Maha Elbayad


2020

pdf bib
ON-TRAC Consortium for End-to-End and Simultaneous Speech Translation Challenge Tasks at IWSLT 2020
Maha Elbayad | Ha Nguyen | Fethi Bougares | Natalia Tomashenko | Antoine Caubrière | Benjamin Lecouteux | Yannick Estève | Laurent Besacier
Proceedings of the 17th International Conference on Spoken Language Translation

This paper describes the ON-TRAC Consortium translation systems developed for two challenge tracks featured in the Evaluation Campaign of IWSLT 2020, offline speech translation and simultaneous speech translation. ON-TRAC Consortium is composed of researchers from three French academic laboratories: LIA (Avignon Université), LIG (Université Grenoble Alpes), and LIUM (Le Mans Université). Attention-based encoder-decoder models, trained end-to-end, were used for our submissions to the offline speech translation track. Our contributions focused on data augmentation and ensembling of multiple models. In the simultaneous speech translation track, we build on Transformer-based wait-k models for the text-to-text subtask. For speech-to-text simultaneous translation, we attach a wait-k MT system to a hybrid ASR system. We propose an algorithm to control the latency of the ASR+MT cascade and achieve a good latency-quality trade-off on both subtasks.

pdf bib
Online Versus Offline NMT Quality: An In-depth Analysis on English-German and German-English
Maha Elbayad | Michael Ustaszewski | Emmanuelle Esperança-Rodier | Francis Brunet-Manquat | Jakob Verbeek | Laurent Besacier
Proceedings of the 28th International Conference on Computational Linguistics

We conduct in this work an evaluation study comparing offline and online neural machine translation architectures. Two sequence-to-sequence models: convolutional Pervasive Attention (Elbayad et al. 2018) and attention-based Transformer (Vaswani et al. 2017) are considered. We investigate, for both architectures, the impact of online decoding constraints on the translation quality through a carefully designed human evaluation on English-German and German-English language pairs, the latter being particularly sensitive to latency constraints. The evaluation results allow us to identify the strengths and shortcomings of each model when we shift to the online setup.

2018

pdf bib
Pervasive Attention: 2D Convolutional Neural Networks for Sequence-to-Sequence Prediction
Maha Elbayad | Laurent Besacier | Jakob Verbeek
Proceedings of the 22nd Conference on Computational Natural Language Learning

Current state-of-the-art machine translation systems are based on encoder-decoder architectures, that first encode the input sequence, and then generate an output sequence based on the input encoding. Both are interfaced with an attention mechanism that recombines a fixed encoding of the source tokens based on the decoder state. We propose an alternative approach which instead relies on a single 2D convolutional neural network across both sequences. Each layer of our network re-codes source tokens on the basis of the output sequence produced so far. Attention-like properties are therefore pervasive throughout the network. Our model yields excellent results, outperforming state-of-the-art encoder-decoder systems, while being conceptually simpler and having fewer parameters.

pdf bib
Token-level and sequence-level loss smoothing for RNN language models
Maha Elbayad | Laurent Besacier | Jakob Verbeek
Proceedings of the 56th Annual Meeting of the Association for Computational Linguistics (Volume 1: Long Papers)
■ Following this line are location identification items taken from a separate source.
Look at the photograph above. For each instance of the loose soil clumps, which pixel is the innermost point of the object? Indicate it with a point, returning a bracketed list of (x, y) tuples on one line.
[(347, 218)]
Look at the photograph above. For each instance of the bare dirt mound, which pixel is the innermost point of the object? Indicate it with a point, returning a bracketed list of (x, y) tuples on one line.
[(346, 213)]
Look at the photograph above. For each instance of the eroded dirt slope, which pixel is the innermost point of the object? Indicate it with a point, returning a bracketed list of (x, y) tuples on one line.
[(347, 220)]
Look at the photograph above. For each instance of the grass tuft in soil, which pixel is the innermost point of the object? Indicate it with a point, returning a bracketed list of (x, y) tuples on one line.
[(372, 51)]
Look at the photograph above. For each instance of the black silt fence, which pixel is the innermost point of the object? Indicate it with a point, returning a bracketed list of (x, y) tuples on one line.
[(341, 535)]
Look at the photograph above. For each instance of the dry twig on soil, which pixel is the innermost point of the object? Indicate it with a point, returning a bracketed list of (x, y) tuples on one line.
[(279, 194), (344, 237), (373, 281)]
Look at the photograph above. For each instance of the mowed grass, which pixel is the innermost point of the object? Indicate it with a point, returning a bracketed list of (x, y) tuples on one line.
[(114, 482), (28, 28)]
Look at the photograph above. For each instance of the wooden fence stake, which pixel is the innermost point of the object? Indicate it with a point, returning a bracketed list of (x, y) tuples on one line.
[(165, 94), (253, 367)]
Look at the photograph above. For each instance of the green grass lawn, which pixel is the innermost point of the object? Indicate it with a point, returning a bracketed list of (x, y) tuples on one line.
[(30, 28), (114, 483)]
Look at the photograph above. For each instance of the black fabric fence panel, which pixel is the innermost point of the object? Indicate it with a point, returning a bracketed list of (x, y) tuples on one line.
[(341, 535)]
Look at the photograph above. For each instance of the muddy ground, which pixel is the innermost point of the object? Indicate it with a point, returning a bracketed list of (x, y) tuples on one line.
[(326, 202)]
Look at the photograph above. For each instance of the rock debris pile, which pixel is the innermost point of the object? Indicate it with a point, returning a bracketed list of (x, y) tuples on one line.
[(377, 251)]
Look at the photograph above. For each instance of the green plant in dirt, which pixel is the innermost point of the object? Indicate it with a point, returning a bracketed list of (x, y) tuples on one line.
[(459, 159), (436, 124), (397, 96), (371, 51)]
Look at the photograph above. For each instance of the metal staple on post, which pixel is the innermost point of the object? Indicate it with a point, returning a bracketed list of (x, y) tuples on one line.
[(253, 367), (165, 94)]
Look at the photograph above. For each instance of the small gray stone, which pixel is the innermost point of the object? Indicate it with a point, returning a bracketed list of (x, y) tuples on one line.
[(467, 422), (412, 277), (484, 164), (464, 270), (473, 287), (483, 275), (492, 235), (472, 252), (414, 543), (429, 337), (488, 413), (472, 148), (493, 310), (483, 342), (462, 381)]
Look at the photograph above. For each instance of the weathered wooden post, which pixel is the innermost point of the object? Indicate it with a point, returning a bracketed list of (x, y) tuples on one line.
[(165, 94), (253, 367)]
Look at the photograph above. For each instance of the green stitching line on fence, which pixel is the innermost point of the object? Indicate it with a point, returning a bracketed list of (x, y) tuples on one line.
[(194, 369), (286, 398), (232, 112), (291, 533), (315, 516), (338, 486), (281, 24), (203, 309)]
Despite the effectiveness of recurrent neural network language models, their maximum likelihood estimation suffers from two limitations. It treats all sentences that do not match the ground truth as equally poor, ignoring the structure of the output space. Second, it suffers from ’exposure bias’: during training tokens are predicted given ground-truth sequences, while at test time prediction is conditioned on generated output sequences. To overcome these limitations we build upon the recent reward augmented maximum likelihood approach that encourages the model to predict sentences that are close to the ground truth according to a given performance metric. We extend this approach to token-level loss smoothing, and propose improvements to the sequence-level smoothing approach. Our experiments on two different tasks, image captioning and machine translation, show that token-level and sequence-level loss smoothing are complementary, and significantly improve results.